Source: The Economic Times, Mar 23, 2017
NEW DELHI: The Cabinet has approved a new policy to allow transparent extension of oil and gas contracts for companies that agree to increase the state’s share of profit by 10% — a move that raises government’s revenue and allows companies like Vedanta-controlled Cairn India to plan future investments.
This is expected to encourage investment of $5.4 billion to extract 426 million barrels, the government said after a late-evening meeting of the Cabinet, which also approved amendments to tax laws to abolish cesses and surcharges to facilitate goods and services tax (GST), made the provision of the funds for startups more user friendly, and sanctioned raising of NABARD’s authorised capital.
The new policy for oil and gas would apply to contracts that predate the New Exploration Licensing Policy of 1999. This includes Cairn India which has a 25-year contract for RJ-ON-90/1that expires in May 2020. The contract provides for a mutually-agreed 10-year extension if gas is being produced commercially. Commercial production of gas from the field commenced in 2013.
Cairn India holds a 70% stake in the Rajasthan block while ONGC owns 30%. The contract extension has the potential to add another 250 million barrels of oil equivalent into its reserves.

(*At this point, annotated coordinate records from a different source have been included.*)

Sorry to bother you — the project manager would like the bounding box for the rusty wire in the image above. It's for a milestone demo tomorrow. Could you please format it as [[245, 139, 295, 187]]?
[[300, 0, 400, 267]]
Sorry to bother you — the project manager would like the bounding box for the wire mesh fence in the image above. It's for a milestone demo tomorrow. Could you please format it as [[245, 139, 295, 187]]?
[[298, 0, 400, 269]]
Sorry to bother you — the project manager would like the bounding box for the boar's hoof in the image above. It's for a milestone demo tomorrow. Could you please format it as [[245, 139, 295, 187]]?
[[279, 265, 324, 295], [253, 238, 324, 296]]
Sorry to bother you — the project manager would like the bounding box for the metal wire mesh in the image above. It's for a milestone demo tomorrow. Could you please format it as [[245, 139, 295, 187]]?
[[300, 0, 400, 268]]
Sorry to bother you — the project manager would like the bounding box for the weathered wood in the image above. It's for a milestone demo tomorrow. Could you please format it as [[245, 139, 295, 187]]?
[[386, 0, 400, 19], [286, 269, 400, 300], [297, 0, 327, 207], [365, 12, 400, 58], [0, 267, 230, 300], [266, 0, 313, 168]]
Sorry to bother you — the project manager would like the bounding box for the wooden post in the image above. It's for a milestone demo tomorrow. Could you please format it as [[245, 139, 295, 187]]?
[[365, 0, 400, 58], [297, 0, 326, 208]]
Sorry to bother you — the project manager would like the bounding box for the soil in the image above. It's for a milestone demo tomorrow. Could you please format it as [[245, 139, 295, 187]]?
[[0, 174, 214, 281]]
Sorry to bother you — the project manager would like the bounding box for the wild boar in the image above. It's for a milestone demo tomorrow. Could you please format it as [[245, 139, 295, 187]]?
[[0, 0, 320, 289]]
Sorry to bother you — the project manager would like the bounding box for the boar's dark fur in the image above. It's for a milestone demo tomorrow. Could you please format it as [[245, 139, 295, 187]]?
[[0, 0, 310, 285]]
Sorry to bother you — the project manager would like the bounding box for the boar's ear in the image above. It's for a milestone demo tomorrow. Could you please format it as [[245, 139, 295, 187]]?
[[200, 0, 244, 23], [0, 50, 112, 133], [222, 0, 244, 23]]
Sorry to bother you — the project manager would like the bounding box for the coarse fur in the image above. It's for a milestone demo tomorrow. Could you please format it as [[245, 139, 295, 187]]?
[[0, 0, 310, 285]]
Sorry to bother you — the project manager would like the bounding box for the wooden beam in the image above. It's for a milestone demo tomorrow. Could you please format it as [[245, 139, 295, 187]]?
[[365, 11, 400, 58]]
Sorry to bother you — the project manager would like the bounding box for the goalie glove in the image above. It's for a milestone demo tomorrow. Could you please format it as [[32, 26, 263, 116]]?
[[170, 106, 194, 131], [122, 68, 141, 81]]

The company had earlier approached the Delhi High Court seeking its intervention for an early decision on the extension of the PSC. The court has asked the government to come up with a decision soon.
The policy also brings out detailed guidelines regarding grant of extension, criteria for evaluation of request, time-frame for consideration of request and the duration of extension.
“This policy will enable the contractors to extract not only the remaining reserves but also plan to extract additional reserves by implementing new technologies.
In certain fields, additional recovery of hydrocarbons can be obtained through Enhanced Oil Recovery or Improved Oil Recovery (EOR/IOR) Projects and as such the production would extend beyond the current duration of PSC,” the official statement read.
Oil and gas blocks allotted in the pre-NELP regime produced around 55 million barrel of oil and 965 million standard cubic meter (mmscm) of natural gas in the current financial year between April 2016 and February 2017.
The Union Cabinet also approved amendment of the customs and excise laws to facilitate implementation of the goods and services tax (GST).
The amendments to the National Bank for Agriculture and Rural Development Act, 1981 cleared by the Cabinet would increase its authorised capital to Rs 30,000 crore from existing Rs 5,000 crore.
The amendment will also allow the government to further increase the capital in consultation with Reserve Bank of India, whenever required. The RBI will also transfer its 0.4% equity in NABARD to the central government.